I told her I never would.

When she asked me if she should write down a name for the father, I told her no. She thought it was because I didn’t want to put my rapist’s name down. I let her believe that.

I slide my hand under the mattress and pull out the gun, just as I hear a violent crash from downstairs. I freeze, listening for footsteps, then take the safety off and walk carefully across the floor, avoiding the loose floorboards. Too bad I don’t avoid Dulcie’s paw. She whines as I crush it beneath my foot and I crouch quickly down to soothe her. Did Frank hear? Downstairs I hear his footsteps halt at the bottom of the stairs.

“Mattie,” he calls, his voice soft and tentative. I haven’t heard him say my name like that for thirty-four years. It’s how he said my name that night we met at the hollow.

Mattie, he’d said when he saw me come down the path, his face lit up in the moonlight, you came. In that moment he looked like the boy he’d been before, and all I’d wanted was that boy back again. That summer, the summer Caleb was ten, we’d both been in Delphi for the first time since we were both sent away, and for a little while it was like we were fourteen and sixteen again. We’d spent the hot days swimming in the hollow and playing games in the woods with Caleb. Caleb had brought out the boy in Frank again, the boy who’d coaxed and sweet-talked me into the back of his father’s car. I’d gladly given myself to him when I was fourteen and again when I was twenty-five. I could tell that boy about Caleb. I could tell him we could raise Caleb with Caleb’s little sister.

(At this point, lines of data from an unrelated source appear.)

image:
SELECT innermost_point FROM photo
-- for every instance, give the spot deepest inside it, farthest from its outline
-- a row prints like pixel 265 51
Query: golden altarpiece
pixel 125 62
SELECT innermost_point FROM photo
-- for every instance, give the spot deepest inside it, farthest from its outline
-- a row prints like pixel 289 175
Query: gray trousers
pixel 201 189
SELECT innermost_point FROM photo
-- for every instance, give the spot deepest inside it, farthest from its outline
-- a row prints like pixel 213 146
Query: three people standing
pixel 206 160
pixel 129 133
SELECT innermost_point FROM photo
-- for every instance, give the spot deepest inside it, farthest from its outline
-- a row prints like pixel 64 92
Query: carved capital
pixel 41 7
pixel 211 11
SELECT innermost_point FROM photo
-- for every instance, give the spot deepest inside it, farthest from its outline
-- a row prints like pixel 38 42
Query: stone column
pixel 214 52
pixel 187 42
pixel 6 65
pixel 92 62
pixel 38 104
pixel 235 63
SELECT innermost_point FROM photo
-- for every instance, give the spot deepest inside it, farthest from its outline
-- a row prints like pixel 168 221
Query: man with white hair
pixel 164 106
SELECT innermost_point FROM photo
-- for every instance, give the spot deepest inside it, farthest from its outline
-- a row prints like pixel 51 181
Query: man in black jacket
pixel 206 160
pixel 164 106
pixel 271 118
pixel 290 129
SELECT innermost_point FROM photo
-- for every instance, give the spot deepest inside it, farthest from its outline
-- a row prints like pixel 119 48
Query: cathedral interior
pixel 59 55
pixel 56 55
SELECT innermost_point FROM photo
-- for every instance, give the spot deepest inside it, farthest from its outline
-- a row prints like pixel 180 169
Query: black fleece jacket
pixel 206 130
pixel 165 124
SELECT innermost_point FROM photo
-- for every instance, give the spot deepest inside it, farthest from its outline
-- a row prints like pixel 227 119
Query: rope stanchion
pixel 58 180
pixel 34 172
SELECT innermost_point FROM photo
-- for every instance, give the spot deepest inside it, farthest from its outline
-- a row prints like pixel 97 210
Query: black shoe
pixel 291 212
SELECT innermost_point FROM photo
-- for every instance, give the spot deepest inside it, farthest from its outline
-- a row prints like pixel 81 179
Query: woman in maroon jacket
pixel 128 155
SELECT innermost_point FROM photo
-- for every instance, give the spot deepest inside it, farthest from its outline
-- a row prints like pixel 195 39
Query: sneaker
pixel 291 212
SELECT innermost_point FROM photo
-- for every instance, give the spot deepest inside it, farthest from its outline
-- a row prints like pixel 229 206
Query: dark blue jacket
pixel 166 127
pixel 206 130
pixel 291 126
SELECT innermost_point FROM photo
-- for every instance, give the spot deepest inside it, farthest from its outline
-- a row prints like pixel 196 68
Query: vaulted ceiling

I knew the baby I was carrying was a girl. I’d known since two weeks before Christmas, but I’d been afraid to see Frank because I didn’t know what I wanted to do. Keep the baby? Give it up the way I’d given up Caleb, only worse, to strangers? I didn’t even know if that would be worse than watching Caleb grow up under my mother’s critical harping and my father’s hard sense of justice. He was even harder on Caleb than he’d been on me. Maybe because he was a boy, or because he thought he was the child of a rapist. Would he have been easier on him if he’d known I was already pregnant when I was raped? That Caleb was Frank’s? Maybe. But he wouldn’t have been easier on Frank.

Maybe, though, it would have made a difference to Frank. Maybe he would have grown up differently if he’d known Caleb was his.

The night I went to meet Frank at the hollow I thought I could fix things. He’d called me and asked me to meet him. That had to mean he still cared. And when I saw that lit-up look on his face, and heard the soft way he said my name, I was ready to tell him everything. Frank had already taken his police exam and been hired as a deputy by the town. I would have my MSW in the spring and I knew that I could get a job at the youth center in Kingston where I’d interned. We could manage. And if my parents fought me on Caleb I had that birth certificate. I’d fight them until he was mine. I would never leave him again.